Le Parlement européen a adopté une résolution sur la situation aux Maldives.

Le texte adopté en plénière avait été déposé par les groupes PPE, S&D, ALDE, ECR, GUE/NGL, Verts/ALE et ELDD.

Le Parlement a exprimé sa vive préoccupation face à la situation aux Maldives en matière politique et en matière de droits de l’homme qui, déjà grave, se détériore, sous la férule de plus en plus autoritaire de le Président Yameen et de son gouvernement.

Le gouvernement des Maldives est enjoint à :

  • lever immédiatement l’état d’urgence, à respecter les droits fondamentaux de tous, notamment le droit à la liberté d’expression et de réunion, ainsi que l’état de droit ;
  • garantir la sécurité de tous les militants de la société civile, défenseurs des droits de l’homme et professionnels des médias dans leur pays ;
  • abandonner toutes les charges à l’encontre de toutes les personnes détenues pour des motifs politiques et de les libérer immédiatement et sans conditions ;
  • respecter la décision de la Cour suprême des Maldives d’annuler les procédures pénales ouvertes contre des personnalités politiques de premier plan et de rétablir dans leurs fonctions douze députés au Parlement ;
  • respecter le moratoire sur la peine de mort qui est en vigueur depuis plus de soixante ans ;
  • lever toutes les inculpations pouvant entraîner la peine capitale à l’encontre de mineurs et à interdire l’exécution de délinquants mineurs ;
  • mener une réforme en profondeur du système judiciaire, instituer l’impartialité de la commission des services judiciaires, rétablir l’indépendance du procureur général et respecter la bonne marche de la justice et le droit à un procès équitable, impartial et indépendant ;
  • prendre des mesures immédiates pour garantir que les élections de 2018 seront transparentes et crédibles, qu’un choix réel sera offert aux électeurs et que les partis pourront mener campagne librement.

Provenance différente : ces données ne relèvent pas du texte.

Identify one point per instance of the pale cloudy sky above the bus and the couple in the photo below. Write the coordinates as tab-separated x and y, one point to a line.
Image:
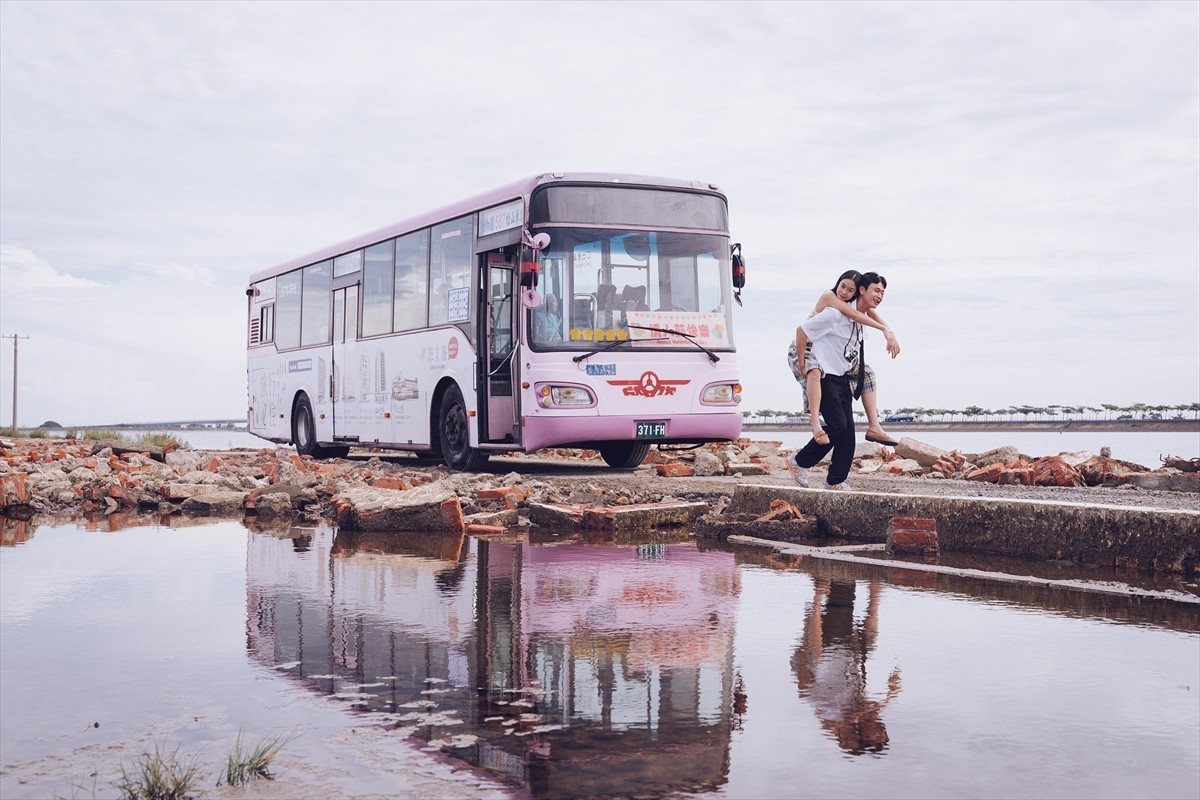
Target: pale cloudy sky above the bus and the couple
1027	176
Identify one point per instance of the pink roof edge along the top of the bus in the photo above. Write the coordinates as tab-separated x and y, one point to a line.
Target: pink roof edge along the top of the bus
484	201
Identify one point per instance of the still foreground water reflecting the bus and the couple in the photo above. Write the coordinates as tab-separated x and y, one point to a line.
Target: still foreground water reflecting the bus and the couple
579	667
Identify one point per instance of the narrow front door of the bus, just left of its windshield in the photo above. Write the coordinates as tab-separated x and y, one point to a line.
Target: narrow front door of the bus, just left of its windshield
497	399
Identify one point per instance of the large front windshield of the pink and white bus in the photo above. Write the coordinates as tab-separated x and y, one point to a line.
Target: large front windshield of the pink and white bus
613	285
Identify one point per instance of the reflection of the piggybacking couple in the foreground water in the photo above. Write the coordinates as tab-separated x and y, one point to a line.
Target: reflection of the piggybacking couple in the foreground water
831	667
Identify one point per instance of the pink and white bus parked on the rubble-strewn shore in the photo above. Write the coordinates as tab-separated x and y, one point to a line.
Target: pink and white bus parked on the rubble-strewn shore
562	311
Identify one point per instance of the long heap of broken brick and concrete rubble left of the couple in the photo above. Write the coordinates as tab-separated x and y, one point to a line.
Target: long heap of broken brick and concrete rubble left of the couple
275	484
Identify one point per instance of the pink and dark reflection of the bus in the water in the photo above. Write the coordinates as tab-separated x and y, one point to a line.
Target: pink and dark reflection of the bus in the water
573	669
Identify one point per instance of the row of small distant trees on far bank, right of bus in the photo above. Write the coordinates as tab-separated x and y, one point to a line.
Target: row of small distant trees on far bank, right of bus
1013	413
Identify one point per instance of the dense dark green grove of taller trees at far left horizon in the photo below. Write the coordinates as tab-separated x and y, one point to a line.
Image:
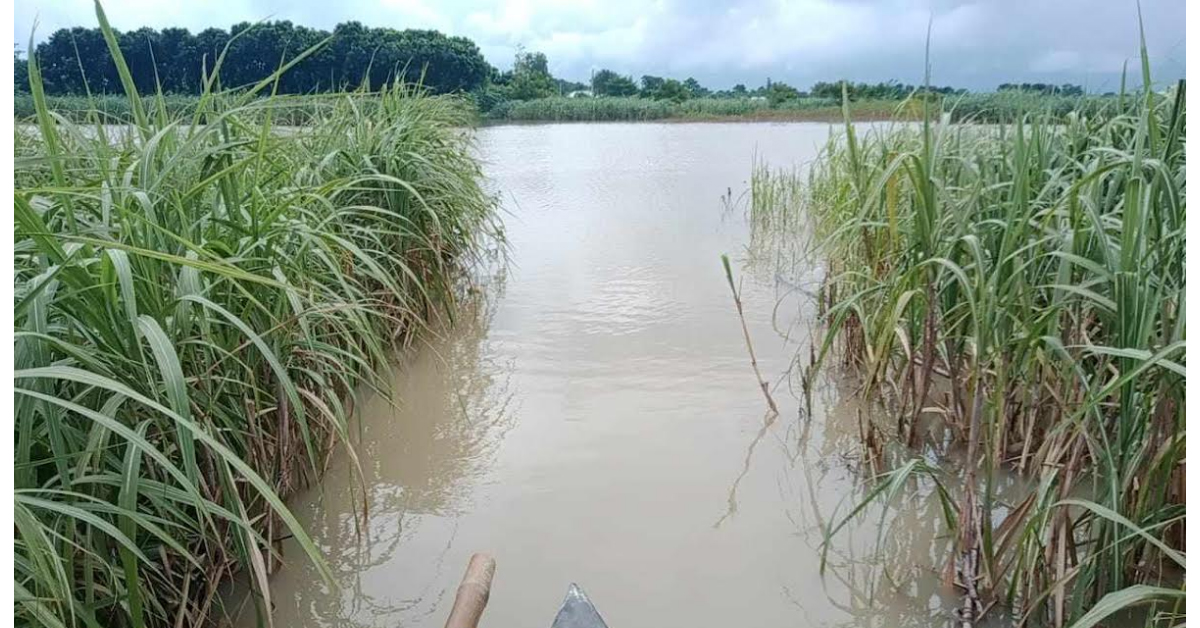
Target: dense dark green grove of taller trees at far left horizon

En dernier lieu, le Parlement a invité l’Union à faire usage de tous les instruments dont elle dispose pour encourager au respect des droits de l’homme et des principes démocratiques aux Maldives, y compris, le cas échéant, la suspension de son aide financière au pays dans l’attente du rétablissement de l’état de droit et du respect des principes démocratiques.

Le Conseil est également appelé à prendre des mesures et des sanctions ciblées à l’encontre de ceux qui sapent les droits de l’homme dans le pays, ainsi qu’à geler les avoirs détenus à l’étranger par certains membres du gouvernement des Maldives et leurs principaux partisans dans la communauté économique maldivienne, et à prononcer à leur encontre des interdictions de voyager.